During the 2005-06 school year, 28 kindergarten students in Maryland were suspended for sex offenses, including sexual assault, sexual harassment and sexual activity, according to state data. Fifteen of those suspensions were for sexual harassment.

During the 2005-06 school year, one Washington County prekindergarten student was suspended from school, and 12 of the county's kindergartners were suspended for various offenses, according to state data.

i have zero tolerance for zero tolerance programs. it's no wonder i know so many people who either home-school or wish they could.

21 December 2006

and i thought the NC use tax was BS

West Virginia has begun to levy taxes against some businesses outside of its boundaries. i'm fairly certain there's a sentence or two in the constitution about that one. the sixteenth amendment was indeed a slippery slope. there's a history lesson in there for us someplace.

19 December 2006

privatization or privation?

seems almost a million squatters may be evicted from their shanty town in Manila as the land they've been occupying since the '50s is being "privatized." a miniscule amount of relocation monies are planned--enough for only 300 families.


Mike Roberts makes a good spiel for the use of Resharper and i agree 100% that you should at least evaluate it; however, there are a couple of issues that annoy me, though not enough to make me stop using this wonderful tool. there is no Inline Method refactoring and i was told that there are no plans to put it in. i believe there is an API for writing one's own refactorings, so i may try my luck. moving classes between projects is a royal pain, as is renaming a project. i guess the number of I/O steps involved makes it difficult, but i would really like to have a tool make these things easier for me since i do it often enough. it also doesn't handle reverting the same changes well at all. it takes some manual re-jiggering and multiple reverts to make it happen. all-in-all, Resharper is a must have.

16 December 2006

semantic relativism

DC is once again trying to define its own version of the Bill of Rights. the idea that the preamble to the second amendment indicates a state interest in bearing arms is a common theme in modern socialist america.
A well regulated militia, being necessary to the security of a free state, the right of the people to keep and bear arms, shall not be infringed.
i would argue that the focus of interpretation should rest on the statement of recognized right: "the right of the people...." The first and fourth amendments, fundamental to modern individual rights, use the exact same words. i haven't met a single person who would disagree that they guarantee individual rights.
Congress shall make no law respecting an establishment of religion, or prohibiting the free exercise thereof; or abridging the freedom of speech, or of the press; or the right of the people peaceably to assemble, and to petition the government for a redress of grievances.
The right of the people to be secure in their persons, houses, papers, and effects, against unreasonable searches and seizures, shall not be violated, and no warrants shall issue, but upon probable cause, supported by oath or affirmation, and particularly describing the place to be searched, and the persons or things to be seized.
a government entity simply deciding that we should no longer own armaments does not negate the right. a more appropriate course of action is to seek to amend the constitution. i find it incredibly troubling that our government is seeking a Hobbesian monopoly on force. people seem to be ignorant of their own country's history when they sit silently by.

15 December 2006

refactoring drift

Martin Fowler! laments the semantic shift of the term "refactoring," distinguishing between it and "restructuring." from a jargonistic perspective, i suppose he's spot-on; however, as a bit of a language dork, i also realize that english is an extremely liquid language. meaning and usage tend to change, sometimes rapidly and dramatically. much like "agile," the sense of "refactoring" will change as the term gains wider use. so i guess refactoring may someday be a vicitim of its own success.

11 December 2006


Kevin Barnes wrote an interesting post about his experience with outsourcing. (he moved to India a while back.) being in IT, i am always under threat of seeing the axe if i can't provide, or seem to provide, greater value per dollar. what i can't fight as well are perception and political forces.

Like politicians, most CIOs and CTOs need to be seen to be doing the right thing.
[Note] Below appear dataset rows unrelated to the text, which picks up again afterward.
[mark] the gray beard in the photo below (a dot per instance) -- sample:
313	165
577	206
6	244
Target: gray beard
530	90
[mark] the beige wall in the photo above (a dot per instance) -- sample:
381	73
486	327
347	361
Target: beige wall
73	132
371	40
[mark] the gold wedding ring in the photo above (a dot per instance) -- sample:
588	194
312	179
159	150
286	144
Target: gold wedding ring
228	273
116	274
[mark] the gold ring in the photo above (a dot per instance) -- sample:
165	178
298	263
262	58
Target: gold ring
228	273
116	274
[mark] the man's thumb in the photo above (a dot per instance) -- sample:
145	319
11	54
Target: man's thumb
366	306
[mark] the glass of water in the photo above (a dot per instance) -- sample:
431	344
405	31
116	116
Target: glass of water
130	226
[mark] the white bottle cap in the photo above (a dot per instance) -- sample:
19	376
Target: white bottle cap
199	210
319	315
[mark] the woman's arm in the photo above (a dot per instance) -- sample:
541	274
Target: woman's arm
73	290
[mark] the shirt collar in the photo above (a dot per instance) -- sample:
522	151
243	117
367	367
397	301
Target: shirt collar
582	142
Right now that’s outsourcing. A lot of companies saved a lot by moving operations overseas and the late-comers are under pressure because of that. Unfortunately, the landscape today is dramatically different than it was only a few years ago and cost-effectiveness is notoriously hard to measure (with no one wanting to own up to having wasted money) so this pressure to cost-cut through outsourcing is likely to continue unabated in the mid-term.
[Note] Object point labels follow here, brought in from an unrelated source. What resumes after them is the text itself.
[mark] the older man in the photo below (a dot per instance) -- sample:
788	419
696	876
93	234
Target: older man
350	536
[T]he shear number of projects that are in their early stages virtually guarantees that demand will continue to rise. Decisions to move projects take years to implement, and many are already underway. The people running these projects are strongly incented to make them succeed, or failing that make them appear to succeed. They also don’t like to admit they’ve made a mistake, so my expectation is that we’ll keep hearing how much people are saving for quite some time. What we won’t hear is how slowly projects are getting completed and how poor quality has become.

(emphasis added)

every last person i know closer to outsourced projects than their directors has seen the drop in quality, reported numerous issues, and been told to make it work. honestly, i think it's understandable to have VPs ship work elsewhere given the quality of some projects i've seen; however, this rush has created a false market in software jobs in India that draws too many unqualified people to this line of work. i've met my fair share of talented developers from India, but just like here, too many should really be doing something else.

06 December 2006

design smells

Dave "W." Smith identifies what should be obvious smells of design debt. the best item is "puzzling tests," those pesky breaking tests that have nothing to do with the code you're working on at the moment. that's something to tackle early in a project before your team starts spending hours per day re-running long-running tests because too many break when altering some code.

02 December 2006


i found a hilarious review of psapp's "tiger, my friend" on itunes that i felt i should share.
If you had a Very Special Episode of The Muppet Babies with Special Guest 5-year-old Norah Jones wherein they recorded their very own album using only a rubber duck, a toy ukulele, knee slaps and a broken Speak-N-Spell while shut up in the nursery on a rainy Saturday afternoon, the result would sound something like this.
i wish everyone could write reviews this well rather than "omigod, this is like sooo coooool!!!"